Mollweide map projection and Newton’s method

Mollweide projection

Karl Brandan Mollweide (1774-1825) designed an equal-area map projection, mapping the surface of the earth to an ellipse with an aspect ratio of 2:1. If you were looking at the earth from a distance, the face you’re looking at would correspond to a circle in the middle of the Mollweide map. The part of the earth that you can’t see is mapped to the rest of the ellipse.

The lines of latitude are not quite evenly spaced; some distortion is required to achieve equal area. Instead, latitude φ corresponds to θ on the map according to the equation

$2\theta + \sin(2\theta) = \pi \sin( \psi)$
There is no closed-form solution for θ as a function of φ and so the equation must be solved numerically. For each φ we have to find the root of

$f(\theta) = 2\theta + \sin(2\theta) - \pi \sin(\varphi)$

Here’s a plot of θ as a function of φ.

Newton’s method

Newton’s method works efficiently (converges quadratically) except when φ is close to π/2. The reason Newton’s method slows down for high latitudes is that f and its derivative are both at π/2, i.e. f has a double root there.

Newton’s method slows down from quadratic to linear convergence near a double root, but there is a minor modification that maintains quadratic convergence near a double root.

$x_{n+1} = x_n - m\frac{f(x_n)}{f^\prime(x_n)}$

When m = 1 this is the usual form of Newton’s method. Setting m = 2 tunes the method for double roots.

The modified version of Newton’s method with m = 2 works when the root you’re trying to is exactly a double root. However, if you’re trying to find a root near a double root, setting m = 2 can cause the method to diverge, so you have to be very careful with changing m.

Illustration

Here’s a version of Newton’s method, specialized for the Mollweide equation. We can specify the value of m, and the initial estimate of the root defaults to θ = φ.

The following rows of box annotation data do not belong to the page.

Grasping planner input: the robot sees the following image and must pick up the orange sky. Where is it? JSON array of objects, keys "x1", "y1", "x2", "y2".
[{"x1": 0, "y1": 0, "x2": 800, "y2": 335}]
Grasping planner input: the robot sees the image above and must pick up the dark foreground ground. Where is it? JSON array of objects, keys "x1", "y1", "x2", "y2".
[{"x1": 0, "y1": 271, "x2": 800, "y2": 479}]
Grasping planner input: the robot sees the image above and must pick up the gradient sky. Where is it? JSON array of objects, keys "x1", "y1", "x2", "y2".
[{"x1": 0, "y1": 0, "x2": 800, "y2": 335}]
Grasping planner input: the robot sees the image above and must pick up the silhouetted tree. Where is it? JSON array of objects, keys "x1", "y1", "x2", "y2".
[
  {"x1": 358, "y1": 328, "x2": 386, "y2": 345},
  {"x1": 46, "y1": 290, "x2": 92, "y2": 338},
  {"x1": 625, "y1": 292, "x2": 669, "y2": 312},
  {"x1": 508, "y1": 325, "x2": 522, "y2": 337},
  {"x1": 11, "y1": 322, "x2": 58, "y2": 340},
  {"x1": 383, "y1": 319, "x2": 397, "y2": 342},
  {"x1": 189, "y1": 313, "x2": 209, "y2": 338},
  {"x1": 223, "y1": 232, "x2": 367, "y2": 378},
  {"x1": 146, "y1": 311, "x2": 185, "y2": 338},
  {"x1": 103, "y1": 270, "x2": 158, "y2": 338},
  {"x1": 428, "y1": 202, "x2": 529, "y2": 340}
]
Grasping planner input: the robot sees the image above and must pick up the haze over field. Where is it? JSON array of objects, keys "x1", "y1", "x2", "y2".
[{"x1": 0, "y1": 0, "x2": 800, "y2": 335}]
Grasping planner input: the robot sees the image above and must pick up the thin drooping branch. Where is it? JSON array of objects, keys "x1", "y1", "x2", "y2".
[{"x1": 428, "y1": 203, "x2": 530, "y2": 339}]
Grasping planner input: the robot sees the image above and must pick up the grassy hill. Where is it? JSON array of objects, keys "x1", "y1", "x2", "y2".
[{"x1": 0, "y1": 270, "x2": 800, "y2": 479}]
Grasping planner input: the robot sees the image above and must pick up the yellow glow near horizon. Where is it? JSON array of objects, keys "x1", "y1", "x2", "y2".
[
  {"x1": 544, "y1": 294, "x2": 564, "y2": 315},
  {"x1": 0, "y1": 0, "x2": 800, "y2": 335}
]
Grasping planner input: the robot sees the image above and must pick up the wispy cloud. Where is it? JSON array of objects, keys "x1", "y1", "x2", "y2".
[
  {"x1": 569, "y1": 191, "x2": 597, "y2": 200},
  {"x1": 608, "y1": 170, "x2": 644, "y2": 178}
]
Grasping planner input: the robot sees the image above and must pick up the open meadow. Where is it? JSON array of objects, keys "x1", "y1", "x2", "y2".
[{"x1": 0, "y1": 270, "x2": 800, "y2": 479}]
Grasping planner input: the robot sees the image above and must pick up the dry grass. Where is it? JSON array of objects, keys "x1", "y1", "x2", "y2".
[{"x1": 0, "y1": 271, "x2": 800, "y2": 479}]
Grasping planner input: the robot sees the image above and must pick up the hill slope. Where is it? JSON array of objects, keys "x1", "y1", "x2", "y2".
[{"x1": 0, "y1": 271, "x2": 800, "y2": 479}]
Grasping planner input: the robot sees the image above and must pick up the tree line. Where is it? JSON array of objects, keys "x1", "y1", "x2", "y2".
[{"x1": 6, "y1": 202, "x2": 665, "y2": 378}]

from numpy import sin, cos, pi

def mynewton(phi, m, x0 = None):
    x = x0 if x0 else phi
    delta = 1
    iterations = 0
    
    while abs(delta) > 1e-12:
        fx = 2*x + sin(2*x) - pi*sin(phi)
        fprime = 2 + 2*cos(2*x)
        delta = m*fx/fprime
        x -= delta
        iterations += 1

    return (x, iterations)

Far from the double root

Say φ = 0.25 and m = 1. When we use the default initial estimate Newton’s method converges in 5 iterations.

Near the double root

Next, say φ = π/2 − 0.001. Again we set m = 1 and use the default initial estimate. Now Newton’s method takes 16 iterations. The convergence is slower because we’re getting close to the double root at π/2.

But if we switch to m = 2, Newton’s method diverges. Slow convergence is better than no convergence, so we’re better off sticking with m = 1.

On the double root

Now let’s say φ = π/2. In this case the default guess is exactly correct, but the code divides by zero and crashes. So let’s take our initial estimate to be π/2 − 0.001. When m = 1, Newton’s method takes 15 steps to converge. When m = 2, it converges in 6 steps, which is clearly faster. However, both cases the returned result is only good to 6 decimal places, even though the code is looking for 12 decimal places.

This shows that as we get close to φ = π/2, we have both a speed and an accuracy issue.

A better method

I haven’t worked this out, but here’s how I imagine I would fix this. I’d tune Newton’s method, preventing it from taking steps that are too large, so that the method is accurate for φ in the range [0, π/2 − ε] and use a different method, such as power series inversion, for φ in [π/2 − ε, π/2].